What does your client code look like? Are you using grpc-swift?

bugrayilmazz commented 4 years ago

@glbrntt we are using Python clients to test the server. It's based on a generic client code that we use for testing other similar gRPC services. We are using a ThreadPool to create multiple clients. Each thread streams a different audio file to the server.

bugrayilmazz commented 4 years ago

@glbrntt btw, we added a computationally expensive, dummy calculation into the unary service of the server provided in the RouteGuide example. When we run this modified server on Ubuntu 18.04 and send requests to the server from multiple clients (I tested with 32 clients) simultaneously, it utilizes only a single CPU with 100% utilization. However, it does not scale onto multiple CPUs available in the machine.

If it will help, I can share the code to reproduce this.

glbrntt commented 4 years ago

I can't reproduce this. I'm not familiar with the python client but my assumption is that the size of the thread pool doesn't map to the number of connections.

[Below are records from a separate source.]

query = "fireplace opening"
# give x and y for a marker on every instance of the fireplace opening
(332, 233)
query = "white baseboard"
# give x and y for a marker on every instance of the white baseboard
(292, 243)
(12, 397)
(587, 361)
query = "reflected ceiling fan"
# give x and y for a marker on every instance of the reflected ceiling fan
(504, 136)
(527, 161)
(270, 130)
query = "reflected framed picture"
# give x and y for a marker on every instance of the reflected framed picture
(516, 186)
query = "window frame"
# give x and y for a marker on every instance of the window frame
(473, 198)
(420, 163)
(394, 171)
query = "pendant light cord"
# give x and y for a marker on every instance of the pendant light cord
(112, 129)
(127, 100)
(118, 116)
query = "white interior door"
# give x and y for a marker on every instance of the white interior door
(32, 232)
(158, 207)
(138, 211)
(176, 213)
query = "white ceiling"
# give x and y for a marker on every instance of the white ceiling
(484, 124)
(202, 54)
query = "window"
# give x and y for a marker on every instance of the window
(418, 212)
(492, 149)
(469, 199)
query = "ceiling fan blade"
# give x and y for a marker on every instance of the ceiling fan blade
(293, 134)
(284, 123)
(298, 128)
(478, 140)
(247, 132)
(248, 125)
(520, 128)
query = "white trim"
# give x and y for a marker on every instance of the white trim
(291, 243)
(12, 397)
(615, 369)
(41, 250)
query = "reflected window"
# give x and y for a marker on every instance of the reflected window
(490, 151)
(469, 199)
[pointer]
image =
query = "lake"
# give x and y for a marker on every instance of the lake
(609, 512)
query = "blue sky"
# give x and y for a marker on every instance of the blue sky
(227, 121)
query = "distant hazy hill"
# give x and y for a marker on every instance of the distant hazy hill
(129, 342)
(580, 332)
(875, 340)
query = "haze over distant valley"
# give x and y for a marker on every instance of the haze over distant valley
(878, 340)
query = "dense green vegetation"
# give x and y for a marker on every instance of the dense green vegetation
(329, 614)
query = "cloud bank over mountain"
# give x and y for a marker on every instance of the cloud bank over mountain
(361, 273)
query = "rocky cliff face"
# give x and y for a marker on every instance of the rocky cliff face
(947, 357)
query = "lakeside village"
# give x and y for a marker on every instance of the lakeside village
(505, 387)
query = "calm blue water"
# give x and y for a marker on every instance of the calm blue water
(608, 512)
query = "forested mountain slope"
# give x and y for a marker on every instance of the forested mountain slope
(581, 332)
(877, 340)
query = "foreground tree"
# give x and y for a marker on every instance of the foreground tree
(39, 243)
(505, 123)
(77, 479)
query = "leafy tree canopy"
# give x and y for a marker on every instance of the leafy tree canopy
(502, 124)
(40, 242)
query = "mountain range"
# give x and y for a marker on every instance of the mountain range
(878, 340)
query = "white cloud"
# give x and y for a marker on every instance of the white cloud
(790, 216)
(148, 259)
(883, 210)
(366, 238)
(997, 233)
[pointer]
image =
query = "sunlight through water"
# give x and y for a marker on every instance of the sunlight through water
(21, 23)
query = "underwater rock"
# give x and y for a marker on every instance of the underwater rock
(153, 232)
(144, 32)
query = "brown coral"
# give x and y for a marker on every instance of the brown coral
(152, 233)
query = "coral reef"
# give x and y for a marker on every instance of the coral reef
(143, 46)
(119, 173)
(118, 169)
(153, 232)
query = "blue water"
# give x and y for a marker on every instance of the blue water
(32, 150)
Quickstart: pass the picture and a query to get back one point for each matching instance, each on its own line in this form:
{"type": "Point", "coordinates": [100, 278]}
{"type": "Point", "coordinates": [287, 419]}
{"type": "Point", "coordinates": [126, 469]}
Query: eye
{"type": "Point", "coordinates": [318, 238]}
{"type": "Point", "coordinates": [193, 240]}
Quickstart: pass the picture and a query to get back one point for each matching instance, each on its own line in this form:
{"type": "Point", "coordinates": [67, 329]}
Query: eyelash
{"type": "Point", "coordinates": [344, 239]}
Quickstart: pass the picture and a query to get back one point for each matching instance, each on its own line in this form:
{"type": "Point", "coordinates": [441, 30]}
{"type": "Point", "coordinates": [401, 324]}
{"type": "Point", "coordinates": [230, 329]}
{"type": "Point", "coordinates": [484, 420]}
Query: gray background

Can you enable debug logging on the server and grep for "determined http version"? We'll only log that per connection, so we can use it as a proxy for number of accepted connections.

bugrayilmazz commented 4 years ago

@glbrntt how can I enable debug logging on the server?

glbrntt commented 4 years ago
import Logging

...

var logger = Logger(label: "grpc", factory: StreamLogHandler.standardOutput)
logger.logLevel = .debug

let server = Server.insecure(group: group)
    .withLogger(logger)
    .withServiceProviders([provider])
    .bind(host: "localhost", port: 7877)
bugrayilmazz commented 4 years ago

@glbrntt thanks.

When I run the modified RouteGuide server for some time with 32 clients sending requests simultaneously, I get only the following log with grep "determined http version":

2020-10-14T16:33:34+0300 debug grpc : http_version=http2 grpc_connection_id=4C98F958-A7EC-4DE2-ABFB-AE4BE6F9502F remote_address=[IPv4]127.0.0.1/127.0.0.1:42506 determined http version
glbrntt commented 4 years ago

Thanks. One log line means one connection: your 32 clients are all using the same connection.

Regardless of this, the comment I left earlier is still my recommendation here:

If your service provider has to do computationally heavy work then you should offload it onto a NIOThreadPool.

bugrayilmazz commented 4 years ago

@glbrntt thank you for your help!

We tried starting each client in different processes and we got many new connection logs from the server. Server utilizes all the CPUs when we do this.

So, it seems that we did have a problem with our client implementation. Server works fine.